‘Trainspotting’ Theater Review: The Needles Are Real, the Other Stuff Is Not

Harry Gibson’s adaptation makes for extraordinary immersive theater under Adam Spreadbury-Maher’s direction

trainspotting
RRR Creative

Forget about the fourth wall. The outrageously funny and extremely immersive stage adaptation of “Trainspotting,” which opened Sunday at Off Broadway’s Roy Arias Stages, also completely obliterates the first, second, and third walls.

Adapted by Harry Gibson from John Hodge’s novel, the play “Trainspotting” is geared for audiences who enjoy being sprayed with “toilet water,” stumbled over by actors pretending to be stoned, and covered in a blanket stained with the leading man’s feces. Since the theater is never redolent with bathroom stench, let’s assume that the brown stuff on the blanket and streaked across the couch and hanging from actor Andrew Barrett’s lean buttocks is not the real thing.

The scene is very extended, just one of many about a bunch of Edinburgh blokes who find themselves attempting to survive (or not) a heroin epidemic; and in its bold defiance of our expectations of what a night of theatergoing is supposed to be, this extended poop scene forced me to laugh in a way I haven’t laughed in the theater since Everett Quinton indulged in a far less graphic scatological moment in the Ridiculous Theatrical Company’s “Jekyll and Hyde” back in the 1980s.

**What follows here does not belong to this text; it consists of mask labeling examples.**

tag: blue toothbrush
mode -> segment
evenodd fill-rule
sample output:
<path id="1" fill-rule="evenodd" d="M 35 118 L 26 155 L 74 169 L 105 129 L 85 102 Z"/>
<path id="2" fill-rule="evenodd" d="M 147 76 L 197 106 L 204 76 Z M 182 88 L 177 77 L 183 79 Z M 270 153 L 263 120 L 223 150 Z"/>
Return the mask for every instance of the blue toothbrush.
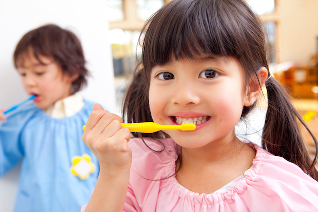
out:
<path id="1" fill-rule="evenodd" d="M 8 109 L 7 109 L 6 111 L 4 111 L 3 112 L 3 114 L 6 114 L 9 113 L 10 111 L 13 111 L 14 110 L 16 109 L 17 108 L 18 108 L 20 106 L 26 103 L 27 102 L 28 102 L 28 101 L 30 101 L 31 100 L 33 99 L 36 97 L 36 95 L 31 95 L 27 99 L 25 99 L 25 100 L 23 101 L 23 102 L 20 102 L 20 103 L 17 104 L 11 107 L 11 108 L 9 108 Z"/>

The thing about shocking an audience within the first five minutes of a play is that it conditions us to both expect and want more of the same. Suddenly, it’s hard to concentrate when the actors are simply cursing each other (and a female theatergoer, who is called a “frigid bitch”), the thick Scottish accents being only part of the problem. The Warning Sign outside the theater door lists no fewer than 15 cautions, including the “Scottish accents,” “haze,” and “strobe effects,” as well as “needles” and “the worst toilet in Scotland.”

Since the worst-looking toilet in midtown Manhattan is only slightly to the right of center stage, it’s a good bet that the dialogue will soon take another back seat to the ersatz but extreme scat. It comes when Barrett, playing Renton (Ewan McGregor in the 1996 film), shoves an opium suppository up his anus and immediately has to take a dump — only to be thwarted in that task by two mates taking a whiz in the toilet.

Here, discretion does rear its head (pun intended). I recall an Adam Rapp play at the Rattlestick Theater (“Finer Noble Gases”) where an actor urinated for what appeared to be at least two minutes of stage time. The peeing here is simulated, rather brilliantly by having the two actors use their finger to impersonate their penis. Eventually, the hero is able to relieve himself (I recall Wayne County actually defecating on stage on Club 82 back in the 1970s), but not before he empties what appears to be a condom full of urine on the audience and then starts to scoop out water from the toilet bowl, also dousing the audience, so he can find another suppository, momentarily lost in the loo.

For theatergoers who don’t want to deal with fake urine or fake beer being sprayed from the mouth of an actor (a few drops hit my left arm), it is recommended that you sit not in the middle of this narrow, rectangular theater but on one of the two far ends.

So much for the bathroom aspects of “Trainspotting.”

The shooting up takes place in the second half of this 75-minute play. It’s here that the outrageous humor ends and the truly scary part begins. “Trainspotting” in the theater is a little like attending an AA meeting, wherein the first half of an addict/alcoholic’s public confession is laced with hysterically rousing anecdotes of insobriety, followed by that big uh-oh moment when everything unravels tragically.

On stage, Adam Spreadbury-Maher’s direction makes this difficult transition with unusual ease, in part because the lead performances take a naturalistic turn. In addition to Barrett, there’s the charismatic Tariq Malik as Sick Boy, and Greg Esplin’s remarkable final turn as the ill-fated Tommy is harrowing in its realism.

There are several simulated needle injections, the last one being Esplin’s. He shoots up in a way that’s as disturbing as anything you’ve ever seen on stage or in the movies. I won’t reveal all here, but in his long search for a good vein, Malik doesn’t substitute his finger for the real thing.